According to the new rules, close contacts who have not received a booster vaccine will have to isolate for seven days, while fully vaccinated people with no symptoms must isolate for five days, take regular antigen tests and wear a higher grade face mask.
INMO General Secretary, Phil Ní Sheaghdha, said the decision to reduce isolation time "needs to be examined".
She said, "Weakening the public health advice now has the potential to lead to more people contracting the virus.
“We know that many asymptomatic close contacts have been a feature of the Omicron variant. By allowing potentially infected people to continue to work, this is going to have a knock-on impact on case transmission."
Ms Ní Sheaghdha highlighted the availability and affordability of higher grade masks and antigen tests as "a huge concern".
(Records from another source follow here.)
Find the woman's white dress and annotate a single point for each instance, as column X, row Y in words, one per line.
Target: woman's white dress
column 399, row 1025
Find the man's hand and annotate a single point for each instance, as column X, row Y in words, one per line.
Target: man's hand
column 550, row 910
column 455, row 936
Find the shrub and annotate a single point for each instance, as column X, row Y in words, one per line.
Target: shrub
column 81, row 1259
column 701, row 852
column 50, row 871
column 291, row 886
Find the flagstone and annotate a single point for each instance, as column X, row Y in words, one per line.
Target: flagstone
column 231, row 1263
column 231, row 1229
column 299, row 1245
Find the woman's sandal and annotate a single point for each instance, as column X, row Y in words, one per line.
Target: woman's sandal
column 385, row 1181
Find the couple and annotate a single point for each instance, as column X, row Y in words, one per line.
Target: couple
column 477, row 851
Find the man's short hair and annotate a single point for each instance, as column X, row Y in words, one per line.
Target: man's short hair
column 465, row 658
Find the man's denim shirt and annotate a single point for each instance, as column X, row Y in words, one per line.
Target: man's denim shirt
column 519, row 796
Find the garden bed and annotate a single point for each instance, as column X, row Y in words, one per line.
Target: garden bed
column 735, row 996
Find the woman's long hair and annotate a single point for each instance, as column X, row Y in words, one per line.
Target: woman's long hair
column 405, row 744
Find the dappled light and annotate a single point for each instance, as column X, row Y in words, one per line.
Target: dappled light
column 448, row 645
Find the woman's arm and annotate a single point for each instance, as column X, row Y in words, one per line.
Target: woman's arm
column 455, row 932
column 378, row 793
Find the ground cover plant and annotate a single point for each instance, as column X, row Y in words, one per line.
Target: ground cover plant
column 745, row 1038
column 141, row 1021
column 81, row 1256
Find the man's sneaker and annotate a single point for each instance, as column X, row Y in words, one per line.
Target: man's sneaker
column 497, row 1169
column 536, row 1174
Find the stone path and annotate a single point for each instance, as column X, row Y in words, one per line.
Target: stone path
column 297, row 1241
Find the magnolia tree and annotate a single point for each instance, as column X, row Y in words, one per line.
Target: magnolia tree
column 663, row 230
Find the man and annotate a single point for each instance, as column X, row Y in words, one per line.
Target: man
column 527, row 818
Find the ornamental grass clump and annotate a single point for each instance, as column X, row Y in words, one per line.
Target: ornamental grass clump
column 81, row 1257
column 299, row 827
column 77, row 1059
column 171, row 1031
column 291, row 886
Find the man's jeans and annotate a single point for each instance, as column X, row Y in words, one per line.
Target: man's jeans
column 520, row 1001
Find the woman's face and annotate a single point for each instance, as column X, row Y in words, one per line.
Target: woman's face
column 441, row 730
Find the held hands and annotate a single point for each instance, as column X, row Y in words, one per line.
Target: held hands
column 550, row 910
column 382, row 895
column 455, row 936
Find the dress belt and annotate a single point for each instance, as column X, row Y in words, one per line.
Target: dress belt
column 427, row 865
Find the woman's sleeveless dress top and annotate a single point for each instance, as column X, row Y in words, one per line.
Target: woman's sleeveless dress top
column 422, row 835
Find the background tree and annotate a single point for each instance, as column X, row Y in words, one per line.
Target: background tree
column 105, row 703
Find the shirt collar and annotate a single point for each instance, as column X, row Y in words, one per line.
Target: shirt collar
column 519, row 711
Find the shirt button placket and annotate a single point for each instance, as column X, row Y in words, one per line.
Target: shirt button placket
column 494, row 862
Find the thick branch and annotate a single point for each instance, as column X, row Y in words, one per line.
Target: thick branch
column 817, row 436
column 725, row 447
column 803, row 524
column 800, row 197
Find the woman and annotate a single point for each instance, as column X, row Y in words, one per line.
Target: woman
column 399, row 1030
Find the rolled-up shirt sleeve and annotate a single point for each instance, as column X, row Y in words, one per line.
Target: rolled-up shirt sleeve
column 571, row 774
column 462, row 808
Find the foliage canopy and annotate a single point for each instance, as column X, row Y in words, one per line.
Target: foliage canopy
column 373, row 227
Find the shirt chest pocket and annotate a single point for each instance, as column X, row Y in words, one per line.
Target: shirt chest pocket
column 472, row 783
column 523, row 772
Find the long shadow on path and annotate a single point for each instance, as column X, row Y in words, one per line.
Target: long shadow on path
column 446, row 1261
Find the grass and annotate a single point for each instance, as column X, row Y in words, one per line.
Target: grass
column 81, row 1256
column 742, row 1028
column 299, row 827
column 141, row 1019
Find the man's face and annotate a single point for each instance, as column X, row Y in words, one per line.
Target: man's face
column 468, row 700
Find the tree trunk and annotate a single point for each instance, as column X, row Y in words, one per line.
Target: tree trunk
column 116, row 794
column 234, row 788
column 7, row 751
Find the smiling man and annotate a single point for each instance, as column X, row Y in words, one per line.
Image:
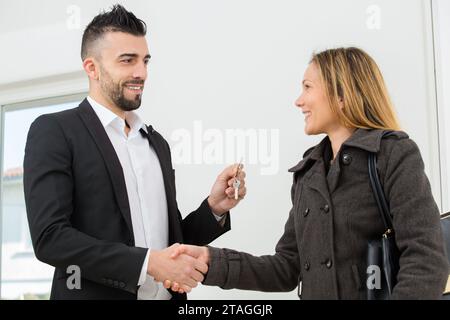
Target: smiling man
column 100, row 187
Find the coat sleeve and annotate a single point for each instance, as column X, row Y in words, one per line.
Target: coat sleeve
column 423, row 264
column 230, row 269
column 48, row 187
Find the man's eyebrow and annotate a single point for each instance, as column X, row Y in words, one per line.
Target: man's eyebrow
column 132, row 55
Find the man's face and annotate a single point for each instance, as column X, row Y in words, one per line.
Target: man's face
column 123, row 60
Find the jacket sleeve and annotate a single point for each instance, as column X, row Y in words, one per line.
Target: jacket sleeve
column 423, row 264
column 48, row 187
column 230, row 269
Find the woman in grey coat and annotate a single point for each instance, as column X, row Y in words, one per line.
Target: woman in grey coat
column 334, row 214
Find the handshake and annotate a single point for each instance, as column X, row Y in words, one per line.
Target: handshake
column 180, row 267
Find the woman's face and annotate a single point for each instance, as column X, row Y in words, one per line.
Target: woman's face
column 313, row 101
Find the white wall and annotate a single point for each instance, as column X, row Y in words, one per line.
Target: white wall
column 441, row 10
column 238, row 65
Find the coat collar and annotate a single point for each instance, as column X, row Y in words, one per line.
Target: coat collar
column 366, row 139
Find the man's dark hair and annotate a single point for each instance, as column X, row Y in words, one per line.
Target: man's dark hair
column 118, row 19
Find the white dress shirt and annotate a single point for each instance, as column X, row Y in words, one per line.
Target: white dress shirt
column 145, row 190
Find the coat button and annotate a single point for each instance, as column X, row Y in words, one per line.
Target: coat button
column 307, row 266
column 346, row 159
column 306, row 212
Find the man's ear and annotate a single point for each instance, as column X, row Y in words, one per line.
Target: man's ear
column 91, row 68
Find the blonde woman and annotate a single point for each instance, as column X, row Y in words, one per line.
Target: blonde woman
column 334, row 214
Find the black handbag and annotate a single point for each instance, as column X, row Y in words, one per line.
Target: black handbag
column 382, row 254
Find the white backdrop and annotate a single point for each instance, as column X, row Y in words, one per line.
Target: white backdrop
column 221, row 68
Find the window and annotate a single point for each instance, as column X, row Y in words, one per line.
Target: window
column 441, row 12
column 22, row 275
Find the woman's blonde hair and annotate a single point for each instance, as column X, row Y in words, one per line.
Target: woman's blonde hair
column 350, row 75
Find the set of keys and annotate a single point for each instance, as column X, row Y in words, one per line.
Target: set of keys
column 237, row 182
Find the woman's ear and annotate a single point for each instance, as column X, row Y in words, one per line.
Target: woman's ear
column 341, row 103
column 91, row 69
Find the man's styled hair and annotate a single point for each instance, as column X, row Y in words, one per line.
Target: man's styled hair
column 118, row 19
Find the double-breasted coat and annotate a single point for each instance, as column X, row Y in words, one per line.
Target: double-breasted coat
column 334, row 215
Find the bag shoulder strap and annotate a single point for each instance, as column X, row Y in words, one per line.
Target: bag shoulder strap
column 380, row 198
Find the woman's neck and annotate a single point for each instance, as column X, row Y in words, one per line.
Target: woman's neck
column 338, row 137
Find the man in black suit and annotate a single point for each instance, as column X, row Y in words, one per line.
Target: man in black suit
column 100, row 187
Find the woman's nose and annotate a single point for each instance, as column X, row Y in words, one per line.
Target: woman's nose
column 299, row 102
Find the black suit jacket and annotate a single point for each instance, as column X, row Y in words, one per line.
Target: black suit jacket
column 78, row 210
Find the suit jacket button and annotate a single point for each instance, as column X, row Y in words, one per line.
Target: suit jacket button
column 307, row 266
column 346, row 159
column 306, row 212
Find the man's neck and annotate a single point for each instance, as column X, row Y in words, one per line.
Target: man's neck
column 107, row 103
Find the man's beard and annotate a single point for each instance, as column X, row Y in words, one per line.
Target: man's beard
column 115, row 92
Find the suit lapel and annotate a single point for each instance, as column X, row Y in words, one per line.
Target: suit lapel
column 110, row 158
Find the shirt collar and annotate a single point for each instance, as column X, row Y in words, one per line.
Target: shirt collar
column 107, row 117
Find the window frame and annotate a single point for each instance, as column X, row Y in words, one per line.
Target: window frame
column 24, row 105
She said, "The public will need to have no difficulty from an availability or affordability point of view of complying with this change to guidance. Currently the availability and affordability is a problem for nurses and midwives who are working at the centre of the risk so we can only imagine the difficulties this will now pose across society.
"This is a high risk strategy considering the annual pressure on hospitals in January and February and considering the current overcrowding and lack of inpatient beds for the next six weeks."
The General Secretary is calling for nurses and midwives to be properly briefed.
She said, "Nurses and midwives need to be briefed on what exactly is required of them, when patients are admitted for care in respect of isolation protocol in order to work safely over the next six weeks.
"Nurses and midwives have endured intense stress for almost two years as the pandemic has persisted and evolved with the emergence of new variants. Despite exhaustion, nurses and midwives continue to provide care to patients under extremely difficult conditions."
The new rules are due to come into effect tomorrow (January 13) at midnight.